69/8...this sucks -- Centralizing filtering..

Chris Adams cmadams at hiwaay.net
Tue Mar 11 03:56:01 UTC 2003


Once upon a time, Michael Whisenant <michael at whisenant.net> said:
> You could reach MANY NASA locations, but those at one particular center,
> and that issue was related to a firewall update at ONLY one particular
> center. This filter was placed in after August when the cental bogon was
> removed at the ingress to the network.

The same can be said of many large organizations.

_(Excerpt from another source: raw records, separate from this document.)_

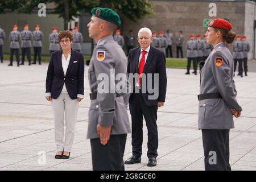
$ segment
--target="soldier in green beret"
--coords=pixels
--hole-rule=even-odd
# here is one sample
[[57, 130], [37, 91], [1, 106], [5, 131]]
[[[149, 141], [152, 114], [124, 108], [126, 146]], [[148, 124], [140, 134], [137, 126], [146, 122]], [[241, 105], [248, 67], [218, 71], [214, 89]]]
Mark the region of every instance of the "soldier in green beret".
[[[96, 7], [91, 13], [87, 25], [89, 36], [97, 43], [88, 69], [91, 103], [87, 138], [90, 139], [93, 169], [123, 171], [126, 136], [130, 133], [127, 111], [129, 94], [123, 92], [126, 88], [117, 89], [117, 81], [110, 80], [109, 89], [102, 92], [101, 87], [98, 87], [102, 84], [101, 78], [97, 79], [101, 73], [109, 79], [119, 73], [126, 74], [126, 56], [113, 37], [121, 22], [119, 15], [109, 8]], [[111, 88], [115, 90], [110, 92]]]

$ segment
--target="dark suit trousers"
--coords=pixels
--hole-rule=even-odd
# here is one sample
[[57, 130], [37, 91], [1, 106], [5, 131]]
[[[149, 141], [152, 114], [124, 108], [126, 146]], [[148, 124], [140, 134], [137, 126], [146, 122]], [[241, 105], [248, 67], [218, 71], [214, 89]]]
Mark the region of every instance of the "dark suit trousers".
[[177, 46], [177, 58], [179, 58], [179, 52], [180, 51], [180, 54], [181, 55], [181, 58], [183, 58], [183, 52], [182, 51], [182, 46]]
[[15, 53], [16, 56], [16, 60], [17, 61], [17, 63], [19, 63], [19, 49], [10, 49], [10, 62], [11, 63], [13, 61], [13, 55], [14, 53]]
[[[202, 136], [205, 170], [230, 171], [229, 130], [202, 130]], [[214, 151], [216, 154], [215, 164], [210, 164], [214, 156], [211, 151]]]
[[36, 59], [38, 56], [38, 61], [39, 63], [41, 63], [41, 47], [34, 47], [34, 63], [36, 63]]
[[3, 45], [0, 45], [0, 59], [1, 60], [1, 62], [2, 63], [3, 60]]
[[100, 139], [91, 139], [93, 171], [125, 171], [123, 154], [127, 134], [112, 135], [108, 143], [101, 144]]
[[141, 93], [133, 94], [129, 101], [131, 115], [131, 144], [133, 155], [140, 157], [142, 154], [143, 120], [146, 121], [147, 128], [147, 156], [151, 158], [158, 156], [158, 133], [156, 125], [158, 106], [147, 106]]
[[28, 63], [31, 62], [31, 53], [30, 47], [22, 47], [22, 63], [24, 63], [25, 60], [25, 55], [27, 55], [27, 58], [28, 60]]

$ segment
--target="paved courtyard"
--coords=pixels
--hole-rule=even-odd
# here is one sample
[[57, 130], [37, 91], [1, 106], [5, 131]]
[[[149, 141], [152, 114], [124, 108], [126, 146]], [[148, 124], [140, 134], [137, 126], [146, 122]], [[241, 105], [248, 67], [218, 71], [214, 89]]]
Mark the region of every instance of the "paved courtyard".
[[[69, 159], [56, 160], [50, 104], [44, 97], [48, 64], [7, 67], [0, 64], [0, 170], [92, 170], [90, 146], [86, 139], [90, 101], [85, 67], [85, 98], [80, 104], [76, 133]], [[147, 129], [140, 164], [126, 170], [204, 170], [201, 131], [197, 129], [199, 75], [167, 69], [164, 106], [159, 109], [158, 165], [147, 167]], [[233, 170], [256, 170], [256, 72], [235, 77], [242, 117], [230, 131]], [[44, 163], [39, 154], [45, 152]], [[127, 136], [124, 159], [131, 155]], [[43, 162], [43, 163], [42, 163]]]

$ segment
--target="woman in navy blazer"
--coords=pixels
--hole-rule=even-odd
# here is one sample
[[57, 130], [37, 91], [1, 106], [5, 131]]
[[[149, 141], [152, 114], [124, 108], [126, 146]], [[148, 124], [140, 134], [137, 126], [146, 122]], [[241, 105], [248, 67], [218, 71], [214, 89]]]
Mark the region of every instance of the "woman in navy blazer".
[[[82, 53], [72, 50], [72, 33], [59, 34], [61, 51], [51, 56], [46, 77], [46, 99], [53, 111], [56, 159], [69, 158], [75, 136], [79, 103], [84, 98], [84, 63]], [[64, 115], [65, 123], [64, 138]]]

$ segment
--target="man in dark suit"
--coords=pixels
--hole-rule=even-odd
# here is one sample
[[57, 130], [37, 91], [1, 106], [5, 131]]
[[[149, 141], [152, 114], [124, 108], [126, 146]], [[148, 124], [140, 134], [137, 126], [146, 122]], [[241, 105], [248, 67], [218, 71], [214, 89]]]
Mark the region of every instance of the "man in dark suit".
[[[129, 74], [129, 78], [130, 78], [131, 74], [134, 75], [137, 73], [138, 74], [139, 78], [135, 79], [137, 81], [133, 80], [131, 82], [134, 91], [133, 93], [135, 92], [135, 93], [131, 94], [129, 100], [132, 123], [133, 155], [125, 161], [126, 164], [141, 162], [142, 122], [144, 117], [148, 130], [147, 166], [156, 165], [158, 147], [157, 110], [158, 107], [164, 105], [167, 81], [164, 53], [150, 46], [152, 39], [152, 32], [150, 29], [141, 29], [138, 38], [141, 46], [131, 49], [128, 56], [127, 73]], [[152, 77], [149, 76], [150, 73], [152, 75]], [[146, 77], [144, 76], [145, 75]], [[158, 75], [158, 80], [155, 80]], [[154, 97], [148, 90], [148, 86], [151, 86], [146, 85], [150, 82], [152, 83], [152, 89], [158, 93], [158, 96], [155, 98], [151, 98]]]

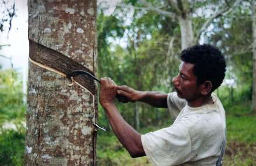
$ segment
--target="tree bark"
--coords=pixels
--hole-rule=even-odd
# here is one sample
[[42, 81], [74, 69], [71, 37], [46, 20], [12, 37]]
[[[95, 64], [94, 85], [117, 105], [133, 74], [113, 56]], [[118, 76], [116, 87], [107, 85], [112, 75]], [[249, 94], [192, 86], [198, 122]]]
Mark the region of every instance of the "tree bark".
[[181, 35], [181, 50], [184, 50], [194, 44], [194, 36], [192, 20], [188, 17], [180, 17], [178, 23]]
[[253, 13], [253, 99], [252, 111], [256, 114], [256, 2], [252, 0], [252, 13]]
[[[30, 42], [96, 73], [96, 1], [29, 0], [28, 9]], [[26, 165], [96, 165], [97, 102], [61, 75], [31, 63], [29, 70]]]

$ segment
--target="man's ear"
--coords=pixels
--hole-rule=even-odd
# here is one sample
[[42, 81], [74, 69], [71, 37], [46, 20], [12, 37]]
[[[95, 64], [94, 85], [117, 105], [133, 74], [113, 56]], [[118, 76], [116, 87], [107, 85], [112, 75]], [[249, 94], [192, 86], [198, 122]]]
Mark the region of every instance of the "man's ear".
[[201, 85], [201, 92], [204, 96], [206, 96], [209, 93], [212, 88], [212, 84], [210, 81], [205, 81], [203, 84]]

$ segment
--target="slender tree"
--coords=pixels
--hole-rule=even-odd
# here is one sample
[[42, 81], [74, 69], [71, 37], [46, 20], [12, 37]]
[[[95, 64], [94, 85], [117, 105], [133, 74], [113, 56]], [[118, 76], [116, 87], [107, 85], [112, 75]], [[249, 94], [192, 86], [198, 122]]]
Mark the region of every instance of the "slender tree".
[[[181, 49], [197, 43], [200, 37], [212, 21], [222, 15], [226, 15], [232, 11], [234, 7], [237, 6], [241, 0], [237, 0], [233, 3], [228, 1], [223, 2], [200, 2], [188, 0], [169, 0], [169, 1], [149, 1], [139, 0], [138, 3], [134, 3], [134, 1], [125, 1], [128, 3], [134, 3], [133, 6], [127, 4], [121, 4], [120, 6], [125, 8], [134, 8], [135, 9], [152, 10], [156, 14], [171, 18], [178, 22], [180, 28]], [[216, 6], [211, 8], [211, 6]], [[133, 6], [133, 7], [132, 7]], [[210, 7], [208, 10], [212, 10], [212, 14], [208, 17], [204, 15], [201, 16], [201, 21], [194, 21], [195, 19], [193, 15], [197, 15], [196, 11], [204, 13], [204, 10], [206, 10], [205, 6]], [[201, 14], [202, 15], [202, 14]], [[197, 16], [197, 17], [200, 17]], [[171, 38], [170, 45], [173, 42]], [[170, 49], [173, 48], [170, 48]]]
[[256, 2], [251, 0], [253, 18], [253, 113], [256, 114]]
[[[54, 62], [56, 66], [73, 61], [96, 73], [96, 0], [29, 0], [28, 9], [30, 56], [61, 55], [67, 62]], [[29, 63], [26, 165], [96, 165], [96, 103], [68, 84], [64, 77]]]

> If you feel that you have any issue reaching a NASA resource then you can
> send a message to noc at nisn.nasa.gov and/or the tech/org/noc POC on any
> address space. NISN is NASA's ISP and as such announce via AS297 that
> address space.

ARIN shows some rather outdated information for some NASA blocks.  For
example, 192.112.230.0/24 still has area code 205 and lists an email
address with a server that no longer exists.  The info listed for
192.112.220.0/22 & 192.112.224.0/20 lists "dns.support at nasa.gov" for the
tech contact.

When doing work like this, people are not likely to look in BGP to find
the AS announcing a block and then contact that AS; many ISPs announce
blocks on behalf of their customers and are not necessarily interested
in hearing that a customer has a bogus bogon list.

This isn't meant to be a pick on you (we've got some SWIPs filed
incorrectly that we are working on).  I've just run into more and more
cases where ARIN (or other RIR, but I'm typically interested in ARIN
info) info is out of date.  Maybe ARIN should periodically send an "are
you there" type email to contacts (like some mailing lists do).  If that
fails, mail a letter with instructions on how to update your contact
info, and if that fails, delete the invalid contact info - I'd rather
see no contact info than bogus info.

-- 
Chris Adams <cmadams at hiwaay.net>
Systems and Network Administrator - HiWAAY Internet Services
I don't speak for anybody but myself - that's enough trouble.